4.1.1 Microsoft credibility dataset

The first considered dataset, provided by [50], is constituted by 1,000 Web pages related to different domains such as Health, Finance, Politics, etc. Web pages are associated with credibility ratings provided on a five-point Likert scale, ranging from 1 to 5, where 1 stands for “very non-credible”, and 5 for “very credible”. In [17], for evaluation purposes, labels have been pre-processed by removing the middle values (3 in this case) and mapping 4-5 rating values to credible Web pages and 1-2 rating values to non-credible Web pages. In our approach, we followed the same strategy, and we focused on the 130 health-related Web pages in the dataset, after removing empty or inaccessible Web pages. Out of 130, 104 were credible and 26 were non-credible. Given the high data imbalance, we employed the Synthetic Minority Over-sampling Technique (SMOTE) [7] oversampling method to face this problem by oversampling the minority class.

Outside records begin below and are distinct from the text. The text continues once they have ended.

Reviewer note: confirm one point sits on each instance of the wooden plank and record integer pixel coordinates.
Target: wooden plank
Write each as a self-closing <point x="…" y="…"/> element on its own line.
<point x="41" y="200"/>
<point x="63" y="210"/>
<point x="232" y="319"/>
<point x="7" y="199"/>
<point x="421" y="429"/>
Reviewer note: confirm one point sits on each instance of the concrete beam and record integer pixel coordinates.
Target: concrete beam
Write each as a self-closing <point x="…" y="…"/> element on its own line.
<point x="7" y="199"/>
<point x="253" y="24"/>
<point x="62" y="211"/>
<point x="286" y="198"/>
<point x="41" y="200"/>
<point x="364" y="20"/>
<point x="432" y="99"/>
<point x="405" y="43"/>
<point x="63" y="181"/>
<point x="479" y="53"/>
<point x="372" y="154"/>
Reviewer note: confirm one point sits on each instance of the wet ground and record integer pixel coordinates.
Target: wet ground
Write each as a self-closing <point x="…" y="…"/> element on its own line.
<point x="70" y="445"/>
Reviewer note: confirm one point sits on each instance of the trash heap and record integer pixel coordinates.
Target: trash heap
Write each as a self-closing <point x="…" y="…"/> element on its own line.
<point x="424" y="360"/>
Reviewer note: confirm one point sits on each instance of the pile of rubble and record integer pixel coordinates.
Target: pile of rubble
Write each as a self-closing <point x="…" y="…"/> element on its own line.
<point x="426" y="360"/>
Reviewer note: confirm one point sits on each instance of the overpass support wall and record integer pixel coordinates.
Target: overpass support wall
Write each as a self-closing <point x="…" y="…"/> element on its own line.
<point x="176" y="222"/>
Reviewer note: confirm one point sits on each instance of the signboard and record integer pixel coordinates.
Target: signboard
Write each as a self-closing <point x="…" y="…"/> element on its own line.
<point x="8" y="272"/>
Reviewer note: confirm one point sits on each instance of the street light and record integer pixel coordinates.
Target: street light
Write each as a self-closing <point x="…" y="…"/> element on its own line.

4.1.2 Medical web reliability corpus

This is a manually generated balanced dataset with binary labels, i.e., reliable and unreliable, associated with Web pages [53]. Reliable pages come from randomly selected HON accredited Websites.^{Footnote 9} Unreliable pages come from Websites searched on the Web by using “unreliable queries”, constituted by the disease name + “miracle cure”. The dataset consists of 360 Web pages, of which 180 reliable and 180 unreliable. After a cleaning phase, to remove blank and no-longer accessible pages, we dealt with 170 reliable and 176 unreliable Web pages.

4.1.3 CLEF eHealth 2020 task-2 dataset

This dataset, described in [21], has been expressly created to assess the topical relevance, readability, and credibility of Web pages consisting of medical content, as part of the so-called Consumer Health Search (CHS) task.^{Footnote 10} Credibility ratings are expressed on a four-point scale, from 0 to 3. Such ratings have been converted to binary values by considering 0-1 values as non-credible and 2-3 values as credible. Finally, we dealt with 5,509 credible and 6,736 non-credible Web pages.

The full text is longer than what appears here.